In 1969 both systems of levels were unified by Blaise (69.1) from the Zeeman-effect observation of seven 5f³6d7s - 5f⁴6d transitions. The 5f⁴7s(⁶I_7/2) level was located at 4663.8 cm^-1 above the ground level 5f³7s^{2 4}I_9/2), confirming MacNally's assumption who expected it between 2000 and 6000 cm^-1 (50.1).

Meanwhile the wavenumber measurements in the visible and the near ultraviolet at Los Alamos and in the infrared at LAC had led to revise the energy level values and all these results were reported (71.9; 72.4), as well as a preliminary calculation of the 5f³6d7s configuration (74.7).

In 1974 the availability of accurate wavenumbers from 3000 to 32250 cm^-1 enabled Radziemski and Blaise to find 360 new levels (75.3). That work has remained unpublished until Crosswhite compiles the level lists in a Gmelin Handbook and gives his own parametric interpretation of the lowest levels of both parities (82.3).

In 1984 a special effort was done by Blaise and Wyart for improving the system of levels based on 5f⁴. The observation at the Kitt Peak National Laboratory of the uranium spectrum as far as 5.5 µm and isotope shift measurements in the same spectral range by Conway et al. (84.1; 84.2) led to the discovery of many low levels in both parities (84.7). The lowest even multiplets, 5f⁴7s ⁶I and ⁴I, have been completed and a number of new levels of 5f⁴7s and 5f⁴6d could be identified by means of a parametric study of 5f⁴(7s+6d).

The following year, Engleman (unp.18) kindly supplied Blaise with a listing of the ultraviolet spectrum observed at Kitt Peak as far as 230 nm and a number of high levels have been found in both parities. 311 odd levels and 760 even levels were known, a few of them with an uncertain J value, and isotope shift measurements were in progress at Los Alamos. In 1989, Diringer (65.1) had derived the following values (in 10^-3 cm^-1) for the ²³⁸U - ²³⁵U isotope shift of various configurations: DT (5f³7s²) = 1600, DT (5f³6d7s) = 800 and DT (5f³6d²) = 350. Assuming DT (5f⁴6d) = 0, the value DT (5f³7s²) ~ 1950.10^-3 cm^-1 has now been obtained.

Theoretical interpretation

The interpretation of the low odd levels is from Crosswhite (82.3) who has calculated 5f³(7s+6d)². As for U I, labels within parentheses indicate a leading component percentage between 25 and 50 % and a blank entry, a percentage less than 25 %. The percentages given in columns 9 and 10 indicate the contributions for the configurations taken as a whole. Above 12100 cm^-1 the identifications are either from a calculation of 5f³6d7s + 5f³(4I)6d² by Wyart (84.7) or empirical.
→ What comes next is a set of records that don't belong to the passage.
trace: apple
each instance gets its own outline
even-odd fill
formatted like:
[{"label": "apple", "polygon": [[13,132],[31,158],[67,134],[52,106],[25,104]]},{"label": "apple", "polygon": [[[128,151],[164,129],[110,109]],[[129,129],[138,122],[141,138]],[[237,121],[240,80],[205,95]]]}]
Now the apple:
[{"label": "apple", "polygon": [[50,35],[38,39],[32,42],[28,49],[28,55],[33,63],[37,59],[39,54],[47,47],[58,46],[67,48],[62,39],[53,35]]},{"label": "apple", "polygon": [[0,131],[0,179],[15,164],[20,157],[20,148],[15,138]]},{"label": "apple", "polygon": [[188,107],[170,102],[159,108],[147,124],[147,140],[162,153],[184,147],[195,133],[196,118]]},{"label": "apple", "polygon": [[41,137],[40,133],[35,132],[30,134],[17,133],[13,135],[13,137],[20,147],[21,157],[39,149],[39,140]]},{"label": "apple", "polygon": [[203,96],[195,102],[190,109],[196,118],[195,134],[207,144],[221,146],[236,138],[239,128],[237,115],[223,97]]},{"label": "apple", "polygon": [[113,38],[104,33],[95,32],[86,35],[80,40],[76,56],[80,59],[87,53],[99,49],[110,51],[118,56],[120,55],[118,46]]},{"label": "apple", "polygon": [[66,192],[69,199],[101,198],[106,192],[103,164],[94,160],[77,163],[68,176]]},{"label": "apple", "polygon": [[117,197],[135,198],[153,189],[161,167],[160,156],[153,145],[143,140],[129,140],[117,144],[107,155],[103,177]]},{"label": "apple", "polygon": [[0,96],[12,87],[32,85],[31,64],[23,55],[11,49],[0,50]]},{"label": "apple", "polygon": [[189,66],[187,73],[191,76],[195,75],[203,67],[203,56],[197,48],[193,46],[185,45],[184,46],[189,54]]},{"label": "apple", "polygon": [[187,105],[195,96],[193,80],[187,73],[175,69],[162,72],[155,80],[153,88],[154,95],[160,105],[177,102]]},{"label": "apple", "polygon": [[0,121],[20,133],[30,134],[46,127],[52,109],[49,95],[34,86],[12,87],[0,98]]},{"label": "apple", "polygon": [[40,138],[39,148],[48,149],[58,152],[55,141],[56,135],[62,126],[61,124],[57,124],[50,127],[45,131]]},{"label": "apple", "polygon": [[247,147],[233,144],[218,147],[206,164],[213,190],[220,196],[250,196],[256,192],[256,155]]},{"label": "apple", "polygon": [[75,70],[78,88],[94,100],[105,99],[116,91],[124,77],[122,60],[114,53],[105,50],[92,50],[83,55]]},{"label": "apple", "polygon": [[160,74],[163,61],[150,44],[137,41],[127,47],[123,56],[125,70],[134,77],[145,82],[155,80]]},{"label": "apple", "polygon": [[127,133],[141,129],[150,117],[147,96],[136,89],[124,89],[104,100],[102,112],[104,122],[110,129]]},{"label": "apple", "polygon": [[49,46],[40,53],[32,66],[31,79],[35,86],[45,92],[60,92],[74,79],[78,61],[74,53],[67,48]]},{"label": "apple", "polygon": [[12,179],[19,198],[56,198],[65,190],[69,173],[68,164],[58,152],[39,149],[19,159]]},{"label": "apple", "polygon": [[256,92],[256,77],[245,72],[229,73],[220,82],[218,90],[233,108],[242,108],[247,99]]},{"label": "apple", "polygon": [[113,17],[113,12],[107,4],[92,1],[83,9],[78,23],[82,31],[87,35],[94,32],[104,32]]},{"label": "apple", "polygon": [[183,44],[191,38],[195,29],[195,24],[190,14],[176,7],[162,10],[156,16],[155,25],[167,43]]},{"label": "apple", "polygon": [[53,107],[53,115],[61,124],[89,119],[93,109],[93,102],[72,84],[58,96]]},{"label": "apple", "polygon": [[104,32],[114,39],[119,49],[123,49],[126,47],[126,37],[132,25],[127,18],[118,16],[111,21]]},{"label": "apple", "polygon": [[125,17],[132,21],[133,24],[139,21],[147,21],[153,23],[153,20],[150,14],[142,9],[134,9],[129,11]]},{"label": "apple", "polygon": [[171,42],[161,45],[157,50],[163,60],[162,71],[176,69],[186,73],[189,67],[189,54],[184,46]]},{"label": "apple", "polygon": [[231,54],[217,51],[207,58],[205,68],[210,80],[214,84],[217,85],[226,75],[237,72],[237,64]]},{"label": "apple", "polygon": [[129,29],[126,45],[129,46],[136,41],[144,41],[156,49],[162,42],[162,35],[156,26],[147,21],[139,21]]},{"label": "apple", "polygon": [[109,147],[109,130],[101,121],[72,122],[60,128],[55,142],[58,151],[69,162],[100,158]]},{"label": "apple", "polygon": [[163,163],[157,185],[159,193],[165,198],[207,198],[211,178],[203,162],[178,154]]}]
The configuration percentages of nine low even levels are from a calculation of 5f⁴7s + 5f⁴6d + 5f²6d7s² + 5f²6d²7s by Crosswhite (82.3). The calculation of 5f⁴(7s+6d) by Wyart (84.7) has led to the identification of a number of levels below 21000 cm^-1. The identification of levels belonging to the 5f³7s7p and 5f³6d7p configurations is empirical. No level of the 5f²6d³ configuration, expected by Brewer (71.2) to start at 19000 ± 3000 cm^-1, has so far been identified.

Forbidden lines

A parity-forbidden transition, 5f³7s^{2 4}I_9/2 - 5f³7s^{2 4}I_11/2, has been observed at 4420.871 cm^-1 by Conway et al. (84.1). Forbidden transitions between levels of the 5f³6d7s configurations have been identified by Blaise among the unclassified lines listed in (84.1) at the following wavenumbers (in cm^-1): 3510.531 (⁶L_13/2-⁶L_17/2), 3594.096 (⁶L_15/2-⁶L_17/2) and 3232.054 (⁶K_11/2- ⁶K_13/2). A broad line at 2995.169 cm^-1 is probably the 5f³6d7s ⁶K_13/2 - 5f³6d7s ⁶K_15/2 transition expected at 2995.174 cm^-1.

After 1989

The most recent step in the analysis of UII is described in (94.2) which report 354 odd and 809 even levels.
High resolution F.T. spectra from Kitt Peak using e.d. lamps with ²³⁸UI4 and ²³⁴UI4 led to level isotope shifts for 114 odd and 397 even levels. These data will supersede the less accurate ²³⁸U - ²³⁵U shifts in the next up-date of the Table.